Is that a travesty? Or – as Lycett’s many supporters would have it – a public service? “Here was something genuinely subversive,” in his fellow comedian Katy Brand’s words, “delivered so politely you could barely feel the blade until it was out.” The dividing lines were drawn, between those who feel that the seriousness of Kuenssberg’s show (at a very serious time) was undermined by Lycett’s prank, and those who see that prank as the most serious and morally responsible feature of the whole hour.
It comes down, perhaps, to what you want from your guest comedian. We’re living through an age where comics are ubiquitous, writing newspaper columns, fronting documentaries, governing war-torn countries and, yes, appearing on political discussion shows. The powers-that-be, the Rob Burleys of this world, may prefer those appearances to play by the rules of the media-political complex: a few witty remarks here, a few digestible convictions there, the applecart left unmolested. A mainstream satire industry exists to equip comedians with these skills, from Radio 4’s Now Show via (the late) Mock the Week and even including The Mash Report, which is often brilliant while tending to operate within the confines of what we recognise as satire. It draws a few gasps; it’s easily contained.

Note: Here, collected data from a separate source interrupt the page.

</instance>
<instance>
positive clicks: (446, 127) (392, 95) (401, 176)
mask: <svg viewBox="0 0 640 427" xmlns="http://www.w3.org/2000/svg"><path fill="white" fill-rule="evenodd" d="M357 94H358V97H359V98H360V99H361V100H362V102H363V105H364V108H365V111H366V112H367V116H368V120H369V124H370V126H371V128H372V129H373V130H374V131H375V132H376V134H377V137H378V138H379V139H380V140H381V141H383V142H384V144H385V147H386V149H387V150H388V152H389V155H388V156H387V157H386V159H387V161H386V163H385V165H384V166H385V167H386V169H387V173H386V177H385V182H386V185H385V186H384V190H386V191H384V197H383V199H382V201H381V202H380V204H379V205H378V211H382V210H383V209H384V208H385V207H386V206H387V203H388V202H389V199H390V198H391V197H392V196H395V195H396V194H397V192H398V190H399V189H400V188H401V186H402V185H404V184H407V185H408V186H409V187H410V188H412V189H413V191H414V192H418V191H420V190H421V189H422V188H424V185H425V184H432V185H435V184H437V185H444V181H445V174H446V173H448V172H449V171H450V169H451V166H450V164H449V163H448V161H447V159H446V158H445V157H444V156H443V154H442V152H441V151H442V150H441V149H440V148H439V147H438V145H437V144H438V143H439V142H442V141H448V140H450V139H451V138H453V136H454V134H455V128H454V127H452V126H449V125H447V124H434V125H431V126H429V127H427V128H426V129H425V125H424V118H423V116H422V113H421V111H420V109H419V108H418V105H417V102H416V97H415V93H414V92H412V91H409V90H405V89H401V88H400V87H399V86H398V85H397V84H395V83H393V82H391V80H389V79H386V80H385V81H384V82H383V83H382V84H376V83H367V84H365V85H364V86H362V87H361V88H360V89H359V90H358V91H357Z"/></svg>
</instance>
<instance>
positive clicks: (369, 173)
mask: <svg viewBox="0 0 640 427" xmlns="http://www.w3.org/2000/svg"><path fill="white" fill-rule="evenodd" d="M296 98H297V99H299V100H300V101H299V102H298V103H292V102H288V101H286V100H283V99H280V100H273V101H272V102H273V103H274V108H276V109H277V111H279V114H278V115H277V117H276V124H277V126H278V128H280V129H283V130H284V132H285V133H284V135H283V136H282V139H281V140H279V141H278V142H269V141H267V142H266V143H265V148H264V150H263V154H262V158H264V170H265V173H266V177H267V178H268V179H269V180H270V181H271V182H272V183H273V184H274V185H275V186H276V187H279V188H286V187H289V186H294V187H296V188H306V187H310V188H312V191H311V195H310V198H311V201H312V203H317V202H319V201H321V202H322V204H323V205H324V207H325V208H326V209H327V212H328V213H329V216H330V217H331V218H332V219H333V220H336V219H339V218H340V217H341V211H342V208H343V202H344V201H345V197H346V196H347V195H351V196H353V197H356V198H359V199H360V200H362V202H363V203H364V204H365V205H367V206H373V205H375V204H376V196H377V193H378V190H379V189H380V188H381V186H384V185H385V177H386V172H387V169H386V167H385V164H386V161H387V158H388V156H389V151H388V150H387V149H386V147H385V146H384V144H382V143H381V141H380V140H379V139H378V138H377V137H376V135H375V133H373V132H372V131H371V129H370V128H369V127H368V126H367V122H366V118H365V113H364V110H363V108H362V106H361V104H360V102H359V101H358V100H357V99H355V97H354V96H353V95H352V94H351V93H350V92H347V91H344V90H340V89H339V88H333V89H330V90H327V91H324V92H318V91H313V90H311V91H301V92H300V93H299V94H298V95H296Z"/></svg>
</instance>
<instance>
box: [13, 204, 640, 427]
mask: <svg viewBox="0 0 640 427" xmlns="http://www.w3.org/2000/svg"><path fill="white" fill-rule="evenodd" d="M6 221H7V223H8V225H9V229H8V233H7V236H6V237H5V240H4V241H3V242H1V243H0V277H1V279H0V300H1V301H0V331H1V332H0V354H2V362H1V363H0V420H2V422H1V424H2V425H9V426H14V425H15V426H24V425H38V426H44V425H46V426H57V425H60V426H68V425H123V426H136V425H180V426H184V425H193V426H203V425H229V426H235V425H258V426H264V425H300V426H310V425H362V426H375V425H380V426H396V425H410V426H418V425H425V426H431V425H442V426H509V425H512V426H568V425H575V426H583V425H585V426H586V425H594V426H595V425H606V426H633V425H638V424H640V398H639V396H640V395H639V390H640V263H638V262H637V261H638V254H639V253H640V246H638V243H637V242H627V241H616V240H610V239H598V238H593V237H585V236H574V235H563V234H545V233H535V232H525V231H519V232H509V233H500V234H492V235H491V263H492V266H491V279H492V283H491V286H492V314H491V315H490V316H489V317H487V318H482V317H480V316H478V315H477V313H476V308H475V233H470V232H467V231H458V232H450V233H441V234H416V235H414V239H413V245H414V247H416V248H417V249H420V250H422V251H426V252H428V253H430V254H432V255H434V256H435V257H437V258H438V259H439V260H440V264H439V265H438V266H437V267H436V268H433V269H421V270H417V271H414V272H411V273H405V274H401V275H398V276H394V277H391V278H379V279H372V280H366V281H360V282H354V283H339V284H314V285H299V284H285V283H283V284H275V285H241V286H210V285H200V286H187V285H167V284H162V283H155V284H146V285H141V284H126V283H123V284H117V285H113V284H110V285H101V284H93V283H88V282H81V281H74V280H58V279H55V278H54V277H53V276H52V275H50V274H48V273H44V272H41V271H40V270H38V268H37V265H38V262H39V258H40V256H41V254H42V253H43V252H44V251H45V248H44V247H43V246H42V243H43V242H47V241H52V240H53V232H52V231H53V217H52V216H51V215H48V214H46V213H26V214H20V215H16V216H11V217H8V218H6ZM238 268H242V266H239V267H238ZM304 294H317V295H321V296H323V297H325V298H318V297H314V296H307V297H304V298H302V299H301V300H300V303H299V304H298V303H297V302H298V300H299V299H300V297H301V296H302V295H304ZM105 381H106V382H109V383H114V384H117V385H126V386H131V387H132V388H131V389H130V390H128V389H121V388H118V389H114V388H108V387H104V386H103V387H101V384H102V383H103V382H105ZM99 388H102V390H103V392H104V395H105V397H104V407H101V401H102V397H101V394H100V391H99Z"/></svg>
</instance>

Lycett’s activist comedy tries to do something different – and more power to him for that. Watch the broadcast, and this latest Truss trolling feels more like a gambit than something fully realised: he doesn’t look sure that it’s working. But he’s got previous with this shtick: see his regular tweets geeing up Boris Johnson (“dont rise to it babe, im with nadine we r on ur side no matter what xoxox”), or indeed his hoax leaking of the Sue Gray report, which was in equal parts ridiculous and just about credible enough to get Whitehall knickers in a twist. Such is the satirical territory Lycett is staking out – not joking about our political reality but bodysnatching it. Insinuating himself into its cracks, to prise open some perspective on how appalling it’s become.

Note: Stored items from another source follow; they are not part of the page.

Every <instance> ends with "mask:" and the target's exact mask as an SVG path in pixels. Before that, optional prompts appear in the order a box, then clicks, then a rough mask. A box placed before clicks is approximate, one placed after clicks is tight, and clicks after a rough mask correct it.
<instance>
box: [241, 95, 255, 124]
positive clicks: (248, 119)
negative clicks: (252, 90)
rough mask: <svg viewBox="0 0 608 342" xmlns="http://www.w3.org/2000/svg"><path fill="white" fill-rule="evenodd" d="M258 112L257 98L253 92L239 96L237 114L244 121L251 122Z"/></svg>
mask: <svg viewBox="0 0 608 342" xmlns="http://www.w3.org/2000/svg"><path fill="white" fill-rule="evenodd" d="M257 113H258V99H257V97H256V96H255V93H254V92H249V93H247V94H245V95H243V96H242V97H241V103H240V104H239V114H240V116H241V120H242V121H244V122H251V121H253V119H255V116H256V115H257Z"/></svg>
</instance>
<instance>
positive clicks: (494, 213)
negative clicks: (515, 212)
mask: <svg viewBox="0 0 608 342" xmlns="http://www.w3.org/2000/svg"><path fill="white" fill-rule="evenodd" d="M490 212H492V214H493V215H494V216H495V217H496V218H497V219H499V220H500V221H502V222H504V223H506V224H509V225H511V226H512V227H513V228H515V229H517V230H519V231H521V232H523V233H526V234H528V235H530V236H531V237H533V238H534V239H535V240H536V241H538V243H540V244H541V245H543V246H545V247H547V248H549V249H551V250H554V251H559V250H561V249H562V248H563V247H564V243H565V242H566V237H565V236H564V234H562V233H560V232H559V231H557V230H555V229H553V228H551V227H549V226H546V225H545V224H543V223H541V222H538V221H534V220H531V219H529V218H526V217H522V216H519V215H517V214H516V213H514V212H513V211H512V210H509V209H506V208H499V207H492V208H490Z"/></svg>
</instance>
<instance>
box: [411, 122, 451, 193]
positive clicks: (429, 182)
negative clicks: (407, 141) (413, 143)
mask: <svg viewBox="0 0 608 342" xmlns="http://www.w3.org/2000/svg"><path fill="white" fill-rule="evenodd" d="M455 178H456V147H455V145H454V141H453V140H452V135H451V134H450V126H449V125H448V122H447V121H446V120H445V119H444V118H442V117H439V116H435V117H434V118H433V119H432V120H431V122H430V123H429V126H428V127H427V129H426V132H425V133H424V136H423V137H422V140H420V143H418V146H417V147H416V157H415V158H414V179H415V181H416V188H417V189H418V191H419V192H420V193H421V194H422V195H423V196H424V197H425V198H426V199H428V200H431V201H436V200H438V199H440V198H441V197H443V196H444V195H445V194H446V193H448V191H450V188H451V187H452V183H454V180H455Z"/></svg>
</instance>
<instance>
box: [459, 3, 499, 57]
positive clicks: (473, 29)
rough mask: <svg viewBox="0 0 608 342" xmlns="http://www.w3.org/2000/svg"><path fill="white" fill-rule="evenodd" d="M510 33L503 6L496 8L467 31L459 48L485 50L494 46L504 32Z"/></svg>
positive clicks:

What comedian could do more? It’s been clear since at least the dawning of the current Conservative era that mainstream satire, with its urbane wit and complacent rationality, wasn’t fit for purpose, that political comedy was going to need new registers to measure up to the extremity of what we were facing. It’s been fascinating, as a critic, to watch that new satire being born – in Stewart Lee’s 2010 show, say, with its dreamy routine about schooling with David Cameron, in Bridget Christie’s rapid-response standup set about the Brexit vote, in Frankie Boyle’s coruscating monologues on New World Order, reaching for a scorched-earth idiom equal to the scorched-earth politics of our time. Or in Sarah Cooper’s Netflix special Everything’s Fine, a fever dream of the media-political maelstrom in which we’re all permanently aswirl.

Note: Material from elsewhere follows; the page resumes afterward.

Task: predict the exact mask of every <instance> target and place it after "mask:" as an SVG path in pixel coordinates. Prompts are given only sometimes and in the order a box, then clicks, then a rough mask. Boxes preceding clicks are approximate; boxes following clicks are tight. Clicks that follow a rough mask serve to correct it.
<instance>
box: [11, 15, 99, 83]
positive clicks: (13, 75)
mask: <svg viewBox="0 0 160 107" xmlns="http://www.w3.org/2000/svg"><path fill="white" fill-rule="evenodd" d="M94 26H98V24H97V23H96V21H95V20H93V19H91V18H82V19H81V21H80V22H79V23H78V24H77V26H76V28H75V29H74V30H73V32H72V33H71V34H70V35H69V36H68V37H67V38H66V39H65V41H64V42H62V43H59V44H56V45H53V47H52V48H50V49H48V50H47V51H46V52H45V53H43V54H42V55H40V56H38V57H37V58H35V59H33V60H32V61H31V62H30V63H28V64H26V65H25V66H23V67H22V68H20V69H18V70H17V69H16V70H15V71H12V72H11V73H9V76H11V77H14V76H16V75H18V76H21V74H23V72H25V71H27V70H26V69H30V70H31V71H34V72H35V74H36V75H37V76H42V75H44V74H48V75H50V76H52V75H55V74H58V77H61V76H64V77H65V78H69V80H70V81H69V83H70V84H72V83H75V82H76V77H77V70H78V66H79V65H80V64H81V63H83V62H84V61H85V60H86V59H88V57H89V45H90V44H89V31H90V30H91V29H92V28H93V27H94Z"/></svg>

Burley’s complaint against Lycett was that his antics eclipsed the real political content of Kuenssberg’s show – Truss’s contention, for example, that “it is fair” for the rich to profit from her proposed tax cuts. It’s possible to agree with that while congratulating the comedian for gesturing towards a more compelling – and equally political – point. Kuenssberg’s dialogue with Truss was a textbook example of all that is wrong with our current “journo-political stitch-up” (Brand’s words again). While British people stare down the barrel of appalling hunger and poverty, this interview was evasive, complacent (“Britain has been through worse in the past” – Truss), self-congratulatory, personality-focused (“You are about to become prime minister. Can you believe it?!” – Kuenssberg) and cloyingly clubbable.
With all the bombast and self-importance that Chris Morris mocked so ruthlessly 25 years ago in Brass Eye, these formats exist to make politicians seem like upright and substantial people. They have no way of accommodating the awkward fact that some of them, particularly since the Tory party turned into the Brexit party, are neither. Lycett’s uncomfortable nugget of performance art blew the gaff on that. It dissented from the pantomime that this is serious discourse. That’s why some commentators are demanding fewer comedians on political TV – and why the many of us think the comedians, at their best, are one of the few reasons to keep watching.